Static and Animated 3D Scene Generation from Free-form Text Descriptions

We propose a novel approach to generate 3D scenes (both animated and static) from text using a Transformer based NLP architecture and non-differential renderer.

Dependencies

Blender (version 2.78c) (Please see details from here)
Pytorch (==1.2.0)
Transformers (==3.0.2)
Numpy
Pickel
OpenCV

A simplistic .yml file has been added for reference.

Few Examples

Description	Ground truth	Generated Scene
"A rocking cyan matte sphere, a small rocking gray matte object, a small rocking shiny cylinder, a large rocking blue matte object, a spinning blue matte cube, a small moving brown sphere and a rocking blue shiny cube."
"Draw a large yellow colored cylinder of matte texture, a large cyan colored cube of matte texture, a large brown colored cylinder of shiny texture, a large red colored cube of matte texture and a large brown colored cylinder of shiny texture."

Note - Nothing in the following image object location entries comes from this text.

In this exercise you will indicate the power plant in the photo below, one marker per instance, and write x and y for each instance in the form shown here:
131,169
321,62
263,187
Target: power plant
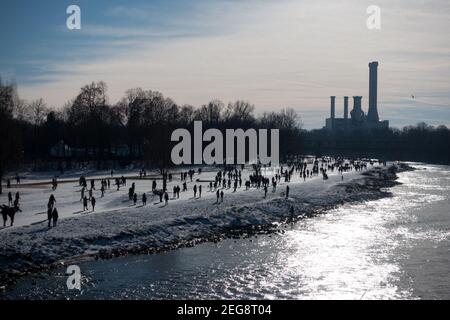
358,119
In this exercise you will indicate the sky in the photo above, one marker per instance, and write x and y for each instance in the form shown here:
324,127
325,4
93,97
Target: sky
275,54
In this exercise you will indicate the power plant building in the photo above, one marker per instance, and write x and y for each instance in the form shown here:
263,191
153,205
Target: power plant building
358,119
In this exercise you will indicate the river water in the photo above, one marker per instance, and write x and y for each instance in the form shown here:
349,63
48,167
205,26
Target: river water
393,248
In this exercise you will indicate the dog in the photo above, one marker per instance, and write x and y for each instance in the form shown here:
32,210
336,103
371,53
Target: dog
9,212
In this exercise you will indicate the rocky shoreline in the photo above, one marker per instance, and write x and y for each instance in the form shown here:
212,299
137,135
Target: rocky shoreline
31,249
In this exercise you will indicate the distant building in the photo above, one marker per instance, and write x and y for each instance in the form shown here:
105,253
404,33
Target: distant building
358,119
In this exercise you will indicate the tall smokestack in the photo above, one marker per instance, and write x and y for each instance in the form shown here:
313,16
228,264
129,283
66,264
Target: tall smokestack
372,114
345,107
333,108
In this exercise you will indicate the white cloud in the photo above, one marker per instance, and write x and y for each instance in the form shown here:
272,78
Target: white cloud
290,53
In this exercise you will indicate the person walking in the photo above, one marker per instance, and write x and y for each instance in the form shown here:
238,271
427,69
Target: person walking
144,199
55,216
93,201
49,214
166,198
52,200
85,203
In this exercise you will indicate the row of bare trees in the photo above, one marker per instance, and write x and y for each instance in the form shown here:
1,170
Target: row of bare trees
142,120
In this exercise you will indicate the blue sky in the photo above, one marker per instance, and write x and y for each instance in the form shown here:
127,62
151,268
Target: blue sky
276,54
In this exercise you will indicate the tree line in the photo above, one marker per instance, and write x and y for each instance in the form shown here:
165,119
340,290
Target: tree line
141,121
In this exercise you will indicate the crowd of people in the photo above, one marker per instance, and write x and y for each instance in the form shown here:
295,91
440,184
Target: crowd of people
226,179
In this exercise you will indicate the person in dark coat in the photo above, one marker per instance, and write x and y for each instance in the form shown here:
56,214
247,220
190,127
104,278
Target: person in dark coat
93,201
49,214
144,199
55,216
85,204
166,197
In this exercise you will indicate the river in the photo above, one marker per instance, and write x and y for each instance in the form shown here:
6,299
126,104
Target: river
393,248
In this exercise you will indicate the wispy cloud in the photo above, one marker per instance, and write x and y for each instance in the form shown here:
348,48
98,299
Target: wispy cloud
275,54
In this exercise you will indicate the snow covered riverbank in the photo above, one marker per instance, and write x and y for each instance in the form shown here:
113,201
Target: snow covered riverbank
33,246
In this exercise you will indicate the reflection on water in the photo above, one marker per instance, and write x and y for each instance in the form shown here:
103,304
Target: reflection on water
392,248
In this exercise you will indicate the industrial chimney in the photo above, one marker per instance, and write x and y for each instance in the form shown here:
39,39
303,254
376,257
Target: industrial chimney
333,108
346,107
372,115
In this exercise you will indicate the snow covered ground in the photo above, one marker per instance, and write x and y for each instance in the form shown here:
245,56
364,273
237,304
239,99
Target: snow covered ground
36,189
118,226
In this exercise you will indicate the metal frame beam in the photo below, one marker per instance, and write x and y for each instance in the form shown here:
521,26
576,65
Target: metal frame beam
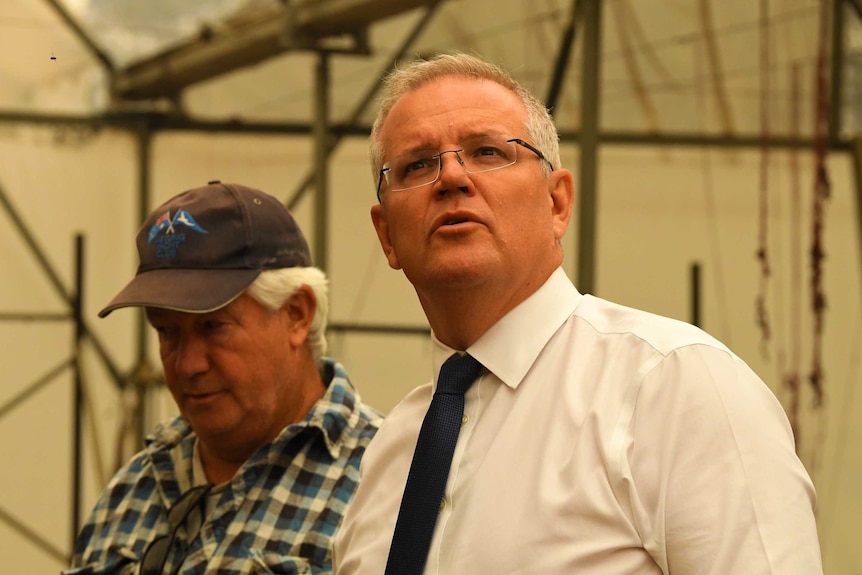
251,40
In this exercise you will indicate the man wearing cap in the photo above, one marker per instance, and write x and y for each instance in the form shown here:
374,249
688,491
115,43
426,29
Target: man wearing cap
256,472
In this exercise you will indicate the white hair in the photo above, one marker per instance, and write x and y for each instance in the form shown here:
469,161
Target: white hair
274,287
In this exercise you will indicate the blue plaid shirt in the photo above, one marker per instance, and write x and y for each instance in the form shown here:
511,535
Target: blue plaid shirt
277,514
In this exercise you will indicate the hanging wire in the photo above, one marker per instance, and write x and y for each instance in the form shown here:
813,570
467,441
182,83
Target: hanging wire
821,196
623,16
791,378
761,310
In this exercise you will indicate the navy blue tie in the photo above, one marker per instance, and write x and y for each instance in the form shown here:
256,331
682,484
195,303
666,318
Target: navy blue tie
426,482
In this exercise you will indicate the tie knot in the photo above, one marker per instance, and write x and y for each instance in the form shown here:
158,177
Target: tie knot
457,374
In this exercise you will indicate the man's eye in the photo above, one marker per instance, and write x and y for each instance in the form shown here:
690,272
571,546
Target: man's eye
488,151
417,165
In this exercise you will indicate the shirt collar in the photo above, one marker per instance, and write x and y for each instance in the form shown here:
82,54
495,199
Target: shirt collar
510,347
337,411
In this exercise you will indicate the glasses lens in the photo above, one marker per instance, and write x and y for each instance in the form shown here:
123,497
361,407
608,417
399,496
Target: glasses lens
156,553
487,153
413,169
422,167
154,557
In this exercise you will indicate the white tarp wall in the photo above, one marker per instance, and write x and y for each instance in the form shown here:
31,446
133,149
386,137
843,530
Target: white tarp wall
660,210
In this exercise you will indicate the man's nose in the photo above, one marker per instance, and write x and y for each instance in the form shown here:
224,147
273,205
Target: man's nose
453,173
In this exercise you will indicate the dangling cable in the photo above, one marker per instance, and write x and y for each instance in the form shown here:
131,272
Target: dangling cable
821,196
762,313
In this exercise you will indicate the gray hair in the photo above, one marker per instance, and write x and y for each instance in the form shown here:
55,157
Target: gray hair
538,124
274,287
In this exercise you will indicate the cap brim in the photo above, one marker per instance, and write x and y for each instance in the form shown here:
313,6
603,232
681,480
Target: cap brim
186,290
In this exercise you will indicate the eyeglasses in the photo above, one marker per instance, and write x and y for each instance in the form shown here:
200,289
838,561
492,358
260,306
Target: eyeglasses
157,552
481,154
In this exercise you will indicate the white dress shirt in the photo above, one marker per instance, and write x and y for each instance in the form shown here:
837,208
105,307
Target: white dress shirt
600,439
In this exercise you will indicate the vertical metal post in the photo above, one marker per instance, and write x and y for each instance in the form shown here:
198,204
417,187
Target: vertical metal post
78,403
695,294
590,89
857,172
145,144
321,162
836,90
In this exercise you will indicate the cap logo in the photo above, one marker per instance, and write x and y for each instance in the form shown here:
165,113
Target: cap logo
169,239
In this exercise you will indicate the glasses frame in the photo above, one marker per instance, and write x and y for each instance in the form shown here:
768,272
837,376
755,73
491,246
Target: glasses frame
159,549
439,157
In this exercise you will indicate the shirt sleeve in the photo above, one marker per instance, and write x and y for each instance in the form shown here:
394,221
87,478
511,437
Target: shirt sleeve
717,487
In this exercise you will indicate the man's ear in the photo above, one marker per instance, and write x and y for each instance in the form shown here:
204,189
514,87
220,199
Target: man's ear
381,226
562,188
299,309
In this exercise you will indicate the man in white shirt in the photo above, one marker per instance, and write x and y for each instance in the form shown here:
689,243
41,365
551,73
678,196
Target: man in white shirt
596,438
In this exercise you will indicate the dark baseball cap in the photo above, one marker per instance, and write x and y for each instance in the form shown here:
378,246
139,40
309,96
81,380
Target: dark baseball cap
201,249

All other examples are under '\Output' folder.

Run Prediction

To run prediction on the model, M_static -

cd scripts
python runner.py --type "image" --target "image" --pred_count 15

Here, pred_count specifies number of prediction to run. For evaluation, 64 sample test files have been attached.

To run prediction on the model, M_animated -

cd scripts
python runner.py --type "video" --target "video" --pred_count 15

To run prediction on the model, M_full -

cd scripts
python runner.py --type "combined" --target "image" --pred_count 15

Replace target with video to generate videos instead. An image takes around 3-4 seconds to be rendered. A video takes around 2-4 minutes to be rendered.

All generated images(static scenes) and videos(animated scenes) are saved in the output folder.

Run Evaluation

To run evaluation on the model, M_static -

cd scripts
python runner.py --type "image" --sector "evaluate"

To run evaluation on the model, M_animated -

cd scripts
python runner.py --type "video" --sector "evaluate"

To run evaluation on the model, M_full -

cd scripts
python runner.py --type "combined" --sector "evaluate"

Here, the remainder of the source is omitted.